Отец Трэвиса выйдя из душа утром, нервно швырнул дроида в шкаф, затем громко хлопнул дверцей, но та по инерции отскочила обратно ему в висок. Развёрнутое письмо лежало на столе всё в чёрных кругах из-под чашки, видимо в которую не раз был долит горячий бодрящий напиток. Направившись к полке с виниловыми пластинками, старик долго выбирал из своей блюзовой коллекции ту единственную, достойную иглы проигрывателя в этот час. Нечто невидимое изнутри канавок вертящегося пластика заполняло кухню через крупные динамики, словно сладкой ватой. Отец Трэвиса был слегка странным человеком, и по-своему уникальным во всём поселении. Он единственный, кто всю жизнь тратил все свои кредиты с работы, выкупая у поселенцев сохранившиеся: фотопленки, древнюю аналоговую аппаратуру, записи на бобинах и прочие диковинки, которыми впрочем, уже никто особо не интересовался и считал это мусором.

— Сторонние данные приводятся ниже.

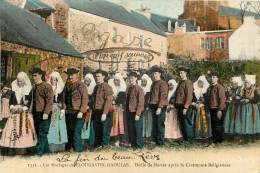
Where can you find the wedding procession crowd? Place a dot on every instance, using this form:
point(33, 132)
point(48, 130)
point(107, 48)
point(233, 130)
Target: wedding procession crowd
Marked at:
point(126, 112)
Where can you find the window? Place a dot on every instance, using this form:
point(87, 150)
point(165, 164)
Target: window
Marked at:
point(220, 43)
point(202, 44)
point(161, 46)
point(141, 41)
point(114, 34)
point(128, 38)
point(140, 64)
point(114, 64)
point(209, 43)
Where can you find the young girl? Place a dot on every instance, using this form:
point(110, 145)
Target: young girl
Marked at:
point(57, 136)
point(19, 133)
point(119, 99)
point(172, 129)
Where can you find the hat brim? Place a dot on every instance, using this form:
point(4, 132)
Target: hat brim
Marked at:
point(103, 73)
point(70, 73)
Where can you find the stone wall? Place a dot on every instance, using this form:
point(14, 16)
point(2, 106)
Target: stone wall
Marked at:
point(49, 61)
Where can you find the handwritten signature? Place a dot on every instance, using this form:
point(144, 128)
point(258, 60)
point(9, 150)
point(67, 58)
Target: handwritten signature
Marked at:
point(143, 156)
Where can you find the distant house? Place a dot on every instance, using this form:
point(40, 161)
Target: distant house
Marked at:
point(27, 42)
point(244, 43)
point(201, 45)
point(167, 24)
point(213, 15)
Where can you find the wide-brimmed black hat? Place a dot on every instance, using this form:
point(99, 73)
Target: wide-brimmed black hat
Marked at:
point(38, 70)
point(156, 69)
point(183, 69)
point(132, 73)
point(71, 71)
point(213, 73)
point(102, 72)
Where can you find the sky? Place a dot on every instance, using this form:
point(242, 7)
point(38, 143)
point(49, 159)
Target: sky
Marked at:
point(171, 8)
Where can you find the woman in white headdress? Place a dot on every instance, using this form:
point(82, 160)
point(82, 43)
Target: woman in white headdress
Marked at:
point(234, 94)
point(5, 96)
point(57, 136)
point(90, 84)
point(19, 133)
point(202, 122)
point(145, 83)
point(119, 99)
point(172, 127)
point(248, 117)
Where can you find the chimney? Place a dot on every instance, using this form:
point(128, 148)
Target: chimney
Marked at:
point(144, 11)
point(126, 5)
point(169, 25)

В сто семидесятый год от ППЧК вся нужная информация была народным достоянием, и собрана в одном физическом месте — на сервере инфо-центра. Любой фильм, песню, книгу или фото картины можно было просто загрузить из локальной сети поселения бесплатно на свой планшет или моноблок. Так что образ жизни Марксонза старшего уж как-то сильно шёл в разрез с мнениями жителей поселения, его хобби однозначно никто не воспринимал всерьёз и считал дурной тратой времени и кредитов. Зачем возиться в этих тазиках с водой, проявляя чью-то древнюю плёнку, ведь возможно тех людей и в живых то уже нет. Какой прок от всей той его макулатуры, которой забил свой дом Марксонз, так теплее может спать ему? Видать после смерти жены в его мозге пошли странные необратимые процессы, что и создали его интровертом в квадрате. Нет, даже в кубе! Обследовать бы его психологу, считали соседи.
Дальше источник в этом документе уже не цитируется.